Do NLP Entailment Benchmarks Measure Faithfully?

Frederick A. Cook’s picture of Ed Barrill atop a peak claimed to be Denali but actually 15,000 ft lower.

Recognizing Textual Entailment

Several NLP benchmarks test for semantic understanding. One such is Recognizing Textual Entailment (RTE): Given two sentences, a premise P and a hypothesis H, decide if we can conclude H given P. This comes in two flavors. For binary RTE, the answer may only be yes or no. For ternary RTE a third possible answer is that P and H are contradictory.

My Worry and Argument in a Nutshell

I question the ability of the current benchmarks to evaluate entailment. If the RTE benchmarks don’t faithfully measure strength on the actual RTE problem, we should be cautious of claims such as (Sammons et al., p. 4) “A system that performs well on these corpora could be said to have achieved a good “understanding” of natural language text”.

Why I Write This

I care.

Benchmark Creation is Hard Work

And I am grateful that folks do this. Having a great set of examples on which we can test models and learn is great. What I want to get from testing a model on a benchmark is a detailed sense of a model’s shortcomings. What I am criticizing is the current practice of just extracting one number from it — the accuracy. Perhaps we do not even get one number — we get a single bit: SOTA-or-Not.

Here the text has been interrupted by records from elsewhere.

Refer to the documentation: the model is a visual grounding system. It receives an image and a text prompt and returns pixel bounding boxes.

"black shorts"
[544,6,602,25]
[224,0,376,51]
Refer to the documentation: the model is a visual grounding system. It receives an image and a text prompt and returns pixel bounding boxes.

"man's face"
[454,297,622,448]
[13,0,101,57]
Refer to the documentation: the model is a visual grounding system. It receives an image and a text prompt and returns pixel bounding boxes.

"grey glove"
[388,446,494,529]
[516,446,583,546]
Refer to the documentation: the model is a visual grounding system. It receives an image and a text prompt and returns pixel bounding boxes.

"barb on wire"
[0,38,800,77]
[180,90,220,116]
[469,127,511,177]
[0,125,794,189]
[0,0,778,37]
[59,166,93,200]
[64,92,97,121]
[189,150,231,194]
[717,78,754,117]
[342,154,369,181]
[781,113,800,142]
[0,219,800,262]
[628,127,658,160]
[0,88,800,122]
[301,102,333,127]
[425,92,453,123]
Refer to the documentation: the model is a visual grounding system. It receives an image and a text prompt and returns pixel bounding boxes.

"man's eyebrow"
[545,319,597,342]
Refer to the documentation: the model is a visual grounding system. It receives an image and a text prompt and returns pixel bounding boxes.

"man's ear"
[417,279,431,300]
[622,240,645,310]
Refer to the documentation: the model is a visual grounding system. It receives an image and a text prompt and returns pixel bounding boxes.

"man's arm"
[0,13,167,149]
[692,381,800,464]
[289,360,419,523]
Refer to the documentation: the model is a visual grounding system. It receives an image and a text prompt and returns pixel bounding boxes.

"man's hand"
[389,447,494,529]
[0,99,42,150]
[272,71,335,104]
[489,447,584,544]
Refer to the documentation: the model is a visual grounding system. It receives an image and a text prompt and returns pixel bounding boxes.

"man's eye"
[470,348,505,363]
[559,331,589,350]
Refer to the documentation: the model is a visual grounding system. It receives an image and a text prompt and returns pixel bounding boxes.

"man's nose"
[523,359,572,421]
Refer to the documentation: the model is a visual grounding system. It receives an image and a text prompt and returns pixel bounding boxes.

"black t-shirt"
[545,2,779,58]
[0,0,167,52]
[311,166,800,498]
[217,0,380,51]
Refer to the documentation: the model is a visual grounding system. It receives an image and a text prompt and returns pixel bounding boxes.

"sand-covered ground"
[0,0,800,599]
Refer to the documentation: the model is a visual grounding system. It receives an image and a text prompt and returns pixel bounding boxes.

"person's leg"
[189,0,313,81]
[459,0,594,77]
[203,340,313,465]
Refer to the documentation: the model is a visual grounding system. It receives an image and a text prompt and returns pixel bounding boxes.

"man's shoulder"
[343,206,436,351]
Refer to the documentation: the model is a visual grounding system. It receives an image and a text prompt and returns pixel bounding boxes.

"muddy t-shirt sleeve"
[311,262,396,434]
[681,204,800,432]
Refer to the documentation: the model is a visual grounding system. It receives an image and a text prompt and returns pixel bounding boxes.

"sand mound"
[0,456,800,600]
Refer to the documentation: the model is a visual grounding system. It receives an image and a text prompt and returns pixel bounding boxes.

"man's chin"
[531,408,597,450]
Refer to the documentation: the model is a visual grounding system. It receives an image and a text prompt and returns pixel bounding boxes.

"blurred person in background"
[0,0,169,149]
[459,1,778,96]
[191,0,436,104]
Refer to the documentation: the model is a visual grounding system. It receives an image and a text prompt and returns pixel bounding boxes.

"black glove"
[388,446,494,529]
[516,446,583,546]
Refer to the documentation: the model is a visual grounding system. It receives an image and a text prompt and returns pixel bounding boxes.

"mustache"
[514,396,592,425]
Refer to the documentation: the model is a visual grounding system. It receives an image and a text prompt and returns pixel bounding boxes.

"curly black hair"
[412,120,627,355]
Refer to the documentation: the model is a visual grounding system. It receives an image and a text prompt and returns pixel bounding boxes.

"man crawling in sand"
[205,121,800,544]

We begin by looking at how meaning is not fully captured by words alone. We then look at how these issues cloud the RTE benchmarks.

Extra-textual Meaning

Inert marks on a page and mere sounds get suffused with meaning as we read and listen. While the words themselves trigger this genesis of meaning, they do not fully determine it. Other contributors are our knowledge, the situational context, the words’ connotations, and the active piecing together we engage in. Just as a DNA needs the cytoplasmic environment to express, and just as it produces different proteins depending on the specifics of the surrounding chemical soup, words become meaningful in the right environments, and the same words may mean different things in different contexts and different minds.

The Listener’s Knowledge

I don’t speak Estonian, and an Estonian sentence means nothing to me. More pertinently, I don’t speak Pharmacology, Nephrology, or Eschatology, although I recognize a few phrases. Words that paint a vivid picture for you may mean nothing to me, or sketch something incomplete and misleading.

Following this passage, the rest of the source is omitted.